Jurgen Klopp has been told that he was wrong to take off Liverpool duo Trent Alexander-Arnold and Darwin Nunez in today’s defeat to Bournemouth.
The Reds were beaten on the road in the Premier League yet again on Saturday afternoon. Philip Billing’s tap-in enough to condemn Liverpool to a 1-0 loss.
Both Nunez and Alexander-Arnold were taken off in the 66th minute of the game, with the Reds a goal down. And speaking to TalkSPORT after the game, Agbonlahor questioned Klopp’s decision-making, saying Nunez in particular looked ‘sharp.’
“The decisions from Klopp as well. You need a goal, you bring Trent off. I love James Milner, I played with him, but Trent? You need a goal, you keep him on. Nunez was sharp, he brings him off. I thought Jurgen Klopp got it wrong today,” said the former England striker.
Agbonlahor was also typically opinionated about the only goal of the game, singling out Virgil van Dijk for some ‘woeful’ defending.

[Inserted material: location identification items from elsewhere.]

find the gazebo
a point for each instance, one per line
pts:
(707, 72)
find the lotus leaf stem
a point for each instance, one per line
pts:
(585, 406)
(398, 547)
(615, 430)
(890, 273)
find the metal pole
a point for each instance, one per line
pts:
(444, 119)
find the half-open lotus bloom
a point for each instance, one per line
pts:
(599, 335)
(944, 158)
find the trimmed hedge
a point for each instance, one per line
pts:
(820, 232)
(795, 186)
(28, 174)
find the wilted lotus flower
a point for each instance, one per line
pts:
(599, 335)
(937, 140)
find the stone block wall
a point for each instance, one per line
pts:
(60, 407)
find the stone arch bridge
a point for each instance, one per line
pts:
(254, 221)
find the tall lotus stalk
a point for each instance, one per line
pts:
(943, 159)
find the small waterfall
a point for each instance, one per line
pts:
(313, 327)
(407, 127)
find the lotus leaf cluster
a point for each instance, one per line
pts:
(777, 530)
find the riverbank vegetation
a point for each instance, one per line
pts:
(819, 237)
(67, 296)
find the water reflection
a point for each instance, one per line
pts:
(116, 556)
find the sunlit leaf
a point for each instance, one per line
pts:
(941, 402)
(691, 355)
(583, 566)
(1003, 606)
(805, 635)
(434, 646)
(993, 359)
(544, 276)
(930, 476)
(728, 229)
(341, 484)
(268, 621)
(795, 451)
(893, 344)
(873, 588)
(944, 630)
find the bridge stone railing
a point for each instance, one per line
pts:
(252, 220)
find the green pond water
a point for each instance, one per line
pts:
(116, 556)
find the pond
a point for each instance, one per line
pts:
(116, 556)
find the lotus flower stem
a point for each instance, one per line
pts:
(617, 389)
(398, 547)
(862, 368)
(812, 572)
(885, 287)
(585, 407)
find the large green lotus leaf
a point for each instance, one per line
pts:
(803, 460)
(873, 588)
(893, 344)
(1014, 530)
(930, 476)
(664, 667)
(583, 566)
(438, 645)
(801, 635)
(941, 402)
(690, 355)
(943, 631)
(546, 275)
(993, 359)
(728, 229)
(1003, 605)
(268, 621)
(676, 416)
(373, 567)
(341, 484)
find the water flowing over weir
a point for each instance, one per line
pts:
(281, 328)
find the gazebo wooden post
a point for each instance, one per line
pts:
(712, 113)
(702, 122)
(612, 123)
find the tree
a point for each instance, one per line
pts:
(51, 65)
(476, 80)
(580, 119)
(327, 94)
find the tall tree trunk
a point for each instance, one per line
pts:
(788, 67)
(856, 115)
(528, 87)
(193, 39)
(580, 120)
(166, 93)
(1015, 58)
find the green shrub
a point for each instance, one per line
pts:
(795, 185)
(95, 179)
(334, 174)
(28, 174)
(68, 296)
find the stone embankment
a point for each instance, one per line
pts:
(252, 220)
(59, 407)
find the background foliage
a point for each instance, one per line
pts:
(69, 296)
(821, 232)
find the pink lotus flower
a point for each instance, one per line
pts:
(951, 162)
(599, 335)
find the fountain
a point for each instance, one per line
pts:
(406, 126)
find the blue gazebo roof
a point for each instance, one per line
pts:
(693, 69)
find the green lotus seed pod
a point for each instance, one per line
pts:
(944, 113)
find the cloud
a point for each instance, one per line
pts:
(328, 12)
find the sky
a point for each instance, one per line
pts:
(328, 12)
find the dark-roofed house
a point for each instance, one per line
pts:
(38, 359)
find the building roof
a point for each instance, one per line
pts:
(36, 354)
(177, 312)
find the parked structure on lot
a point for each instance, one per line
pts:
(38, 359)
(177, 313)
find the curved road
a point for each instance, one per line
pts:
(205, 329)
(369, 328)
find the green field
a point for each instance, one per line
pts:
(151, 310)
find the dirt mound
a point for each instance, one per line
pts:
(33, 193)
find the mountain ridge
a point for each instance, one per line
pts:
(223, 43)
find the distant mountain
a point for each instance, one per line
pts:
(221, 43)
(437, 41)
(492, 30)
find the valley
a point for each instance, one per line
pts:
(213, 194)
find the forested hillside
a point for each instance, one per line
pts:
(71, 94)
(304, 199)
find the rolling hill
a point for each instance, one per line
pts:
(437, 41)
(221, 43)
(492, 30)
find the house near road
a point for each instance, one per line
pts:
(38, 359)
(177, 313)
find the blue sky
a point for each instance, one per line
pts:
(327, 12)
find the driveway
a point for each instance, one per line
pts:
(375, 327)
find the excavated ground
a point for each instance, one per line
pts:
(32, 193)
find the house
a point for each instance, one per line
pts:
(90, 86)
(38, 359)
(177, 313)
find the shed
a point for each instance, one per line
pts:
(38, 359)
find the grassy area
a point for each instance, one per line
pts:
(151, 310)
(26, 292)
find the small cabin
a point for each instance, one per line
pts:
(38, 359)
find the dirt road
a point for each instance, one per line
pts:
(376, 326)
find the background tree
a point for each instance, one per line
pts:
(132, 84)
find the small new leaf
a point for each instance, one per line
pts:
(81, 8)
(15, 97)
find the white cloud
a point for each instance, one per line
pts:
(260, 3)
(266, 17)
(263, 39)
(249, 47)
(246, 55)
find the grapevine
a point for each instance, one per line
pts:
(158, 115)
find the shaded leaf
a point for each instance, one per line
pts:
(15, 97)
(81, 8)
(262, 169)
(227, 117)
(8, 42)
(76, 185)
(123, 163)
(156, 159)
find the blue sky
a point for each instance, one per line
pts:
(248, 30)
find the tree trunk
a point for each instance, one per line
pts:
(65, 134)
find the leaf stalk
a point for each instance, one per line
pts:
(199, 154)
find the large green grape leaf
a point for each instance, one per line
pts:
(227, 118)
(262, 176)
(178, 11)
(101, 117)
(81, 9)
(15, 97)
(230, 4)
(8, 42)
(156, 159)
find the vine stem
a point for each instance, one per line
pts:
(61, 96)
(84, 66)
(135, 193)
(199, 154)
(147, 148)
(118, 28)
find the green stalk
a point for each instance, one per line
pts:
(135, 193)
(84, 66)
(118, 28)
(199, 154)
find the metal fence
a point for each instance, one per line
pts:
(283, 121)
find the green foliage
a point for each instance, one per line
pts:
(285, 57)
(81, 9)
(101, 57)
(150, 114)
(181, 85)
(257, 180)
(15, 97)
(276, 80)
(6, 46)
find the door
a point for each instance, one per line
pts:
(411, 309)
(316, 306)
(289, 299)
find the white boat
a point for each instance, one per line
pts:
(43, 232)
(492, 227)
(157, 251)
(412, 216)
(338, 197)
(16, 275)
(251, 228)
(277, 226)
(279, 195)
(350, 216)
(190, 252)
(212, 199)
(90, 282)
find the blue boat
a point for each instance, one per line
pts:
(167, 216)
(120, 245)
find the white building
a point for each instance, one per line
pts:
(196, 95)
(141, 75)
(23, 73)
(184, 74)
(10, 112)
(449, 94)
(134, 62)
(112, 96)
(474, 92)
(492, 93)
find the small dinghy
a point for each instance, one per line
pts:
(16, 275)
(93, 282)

“Do they want to get top four? Do they want Bellingham to look at them in the summer, to come to Liverpool? I just don’t understand that performance today,” said the pundit. “For the goal, Van Dijk, he just left the winger to run through, cross it, no one’s picking up Billing in the box, tap-in. The defending was woeful.”
Nothing controversial about Klopp subs
Agbonlahor is the second pundit to suggest that Klopp should have left Nunez on at the Vitality Stadium today. Jermaine Jenas echoed his viewpoint earlier in the day.
But from where we were sitting, Klopp’s decision to hook Darwin wasn’t especially controversial. Most of the time, we’re all for leaving Darwin on wherever possible. He’s nearly always a goal threat and can often create something from nothing.
Today though, he just didn’t look at it. During almost every game there’s a moment where the 23-year-old has his marker absolutely on toast. But try as he might, it just wasn’t happening for Nunez at Bournemouth.
As a result, and with Real Madrid coming up on Wednesday, we were fine with Klopp taking him off. It wasn’t as though Liverpool were creating much and in Roberto Firmino they were able to bring on a quality replacement.
In Trent’s case, we couldn’t really argue too much either. Yes, the 24-year-old is usually good for a moment of magic, but he’d had over an hour to create one and didn’t show any signs of a breakthrough. As he’s played more often than most this season, it made sense to try something different and give him a rest. Just one of those days.